Researchers have used the well-established Potts model-an algorithm mathematicians and biologists use to measure how individual entities behave in relation to their neighbors-to help map the spatial organization of neurons in the brains of Alzheimer's patients and normal volunteers. Due to appear in this week's PNAS early online edition, the results mark a new approach to automate recognition of neurons in microscopic brain images, which could help measure anatomical changes in conditions where neurons die.

First author S. Peng, working with Boston University's Eugene Stanley and Brad Hyman from Massachusetts General Hospital, applied what they call a "parallel Potts segmentation approach" to help identify individual neurons in confocal microscope images of the brain. In this approach the simple Potts algorithm is run several times but with slightly different parameters. Varying the Potts parameters enabled the authors to correct for slight variations in contrast or focus that are inherent across the confocal images. This improved resolution and helped solve a major problem in brain mapping, namely the difficulty in identifying individual neurons when they overlap with others.

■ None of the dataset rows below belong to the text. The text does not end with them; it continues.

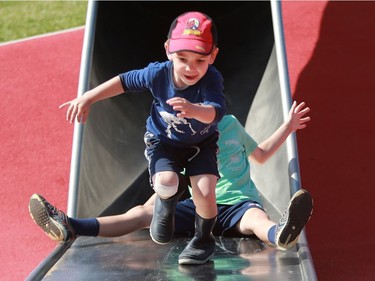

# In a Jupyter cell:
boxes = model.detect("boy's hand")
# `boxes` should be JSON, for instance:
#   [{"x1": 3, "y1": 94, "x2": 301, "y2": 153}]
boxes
[
  {"x1": 287, "y1": 101, "x2": 311, "y2": 132},
  {"x1": 167, "y1": 98, "x2": 195, "y2": 118},
  {"x1": 59, "y1": 97, "x2": 90, "y2": 124}
]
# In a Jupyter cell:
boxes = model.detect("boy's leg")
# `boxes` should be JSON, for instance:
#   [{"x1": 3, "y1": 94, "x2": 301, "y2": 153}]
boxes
[
  {"x1": 275, "y1": 189, "x2": 313, "y2": 250},
  {"x1": 150, "y1": 174, "x2": 188, "y2": 244},
  {"x1": 29, "y1": 194, "x2": 153, "y2": 243},
  {"x1": 178, "y1": 175, "x2": 217, "y2": 264}
]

Peng and colleagues applied this mapping system to five images taken from a healthy subject and five from a patient suffering from Alzheimer's disease. A simple Potts analysis identified 86 percent of neurons in the former and 77 percent in the latter, but the parallel segmentation approach increased these numbers to 98 and 93 percent, respectively. Given that the method appears to work even in AD images, which often are of poorer quality due to morphological changes in the tissue, the authors suggest it will be useful when applied to other degenerative disorders and tissue types.—Tom Fagan


  1. A general problem in neuroanatomy arises from the difficulty to acquire sufficient positional neuronal data to accurately quantify neuronal disruptions in the brain. This problem is particularly serious for assessing disruptions caused by neuropathological diseases, such as Alzheimer's. The task of manually collecting neuronal positions is extremely time-consuming.
    Moreover, the number of neuronal positions needed in, e.g., a study of microcolumnar structures in the human cortical lining of the superior temporal sulcus is immense, ranging up to tens of thousands of neurons.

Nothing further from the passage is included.